Allen later proved that he could do more than reference artists; he could become one with films like Crimes and Misdemeanors, Interiors, Hannah and Her Sisters, Husbands and Wives, and so forth. His art matured from talking about sophistication, to actually being sophisticated.
Allen became an inspiration for future independent filmmaker Noah Baumbach, whose debut film Kicking and Screaming follows liberal art graduates who can’t seem to function when not a student. They spend their days starting book clubs, playing trivia games, and discussing David Hume. The film featured Chris Eigeman, who had already made a career playing an intellectual in Stillman’s Metropolitan. He’s the kind of guy who wears neutral colors and doesn’t drive — a Woody Allen-esque character with an immature love life and a superiority complex.

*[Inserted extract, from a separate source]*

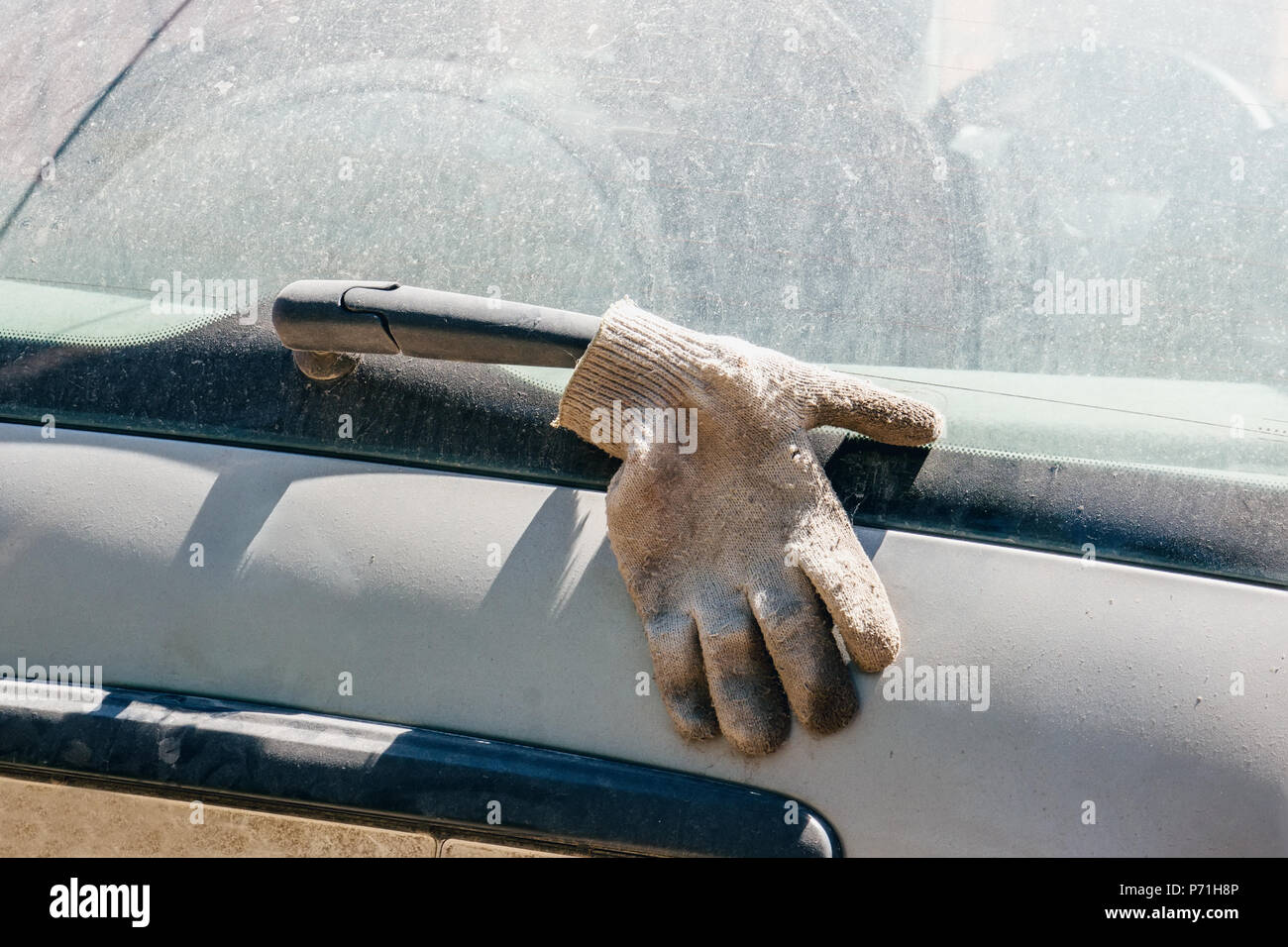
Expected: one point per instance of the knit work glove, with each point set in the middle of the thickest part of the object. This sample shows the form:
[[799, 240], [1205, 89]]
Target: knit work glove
[[725, 527]]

This archetype became prominent in the three comedy sophisticate’s films, being played by Ben Stiller in Baumbach’s best film Greenberg, and Jeff Daniels in The Squid in the Whale. The character I’m calling the “manic intellectual” is constant in the oeuvre of the comedy sophisticates.
Most, if not all, Baumbach films are heavily rooted in his own life. Being born to two intellectuals, Jonathan Baumbach (novelist/film critic) and Georgia Brown (Village Voice critic), Baumbach spent his upbringing trying to understand the classic works of art: “I still carry the residue of the pressure I felt as a child to read and appreciate the right books. Growing up, I never allowed myself to read beach reading. I was always plowing through Ford Madox Ford’s Good Soldier or something I wasn’t equipped to understand.” This ostentatious attitude towards classic works of art comes out most in Baumbach’s worst films, notably his debut Kicking and Screaming, which is one of the worst films of the comedy sophisticates because it uses its intellectualism for nothing. Through the character’s wit and sophistication, it finds no truth. Baumbach at this early stage in his career was oblivious visually and still just as immature as his characters. The film rarely finds comedy, and when it does, it is entirely due to performance.
He would later mature with films like Frances Ha, which is Baumbach at his least biographical, following the misadventures of a prospect-less dancer, played by Greta Gerwig. It’s one of his best films because, like Allen, he ditched his sophistication, and instead proved that he was sophisticated. Frances Ha is imperfect, but an example of the cinema sophisticates working outside of the dialogue heavy obvious sophistication that made them noteworthy.
Baumbach, Allen, and Stillman created a unique form of comedy rooted in education. They popularized the manic neurotic and made humor out of Wikipedia pages. But their true art comes when they ditch this intellectualism and instead use their intelligence to create something actually sophisticated, such as Allen did in Interiors, and Baumbach in Greenberg. They’re at their best when not being sophisticated, but instead using their sophistication to create works of art.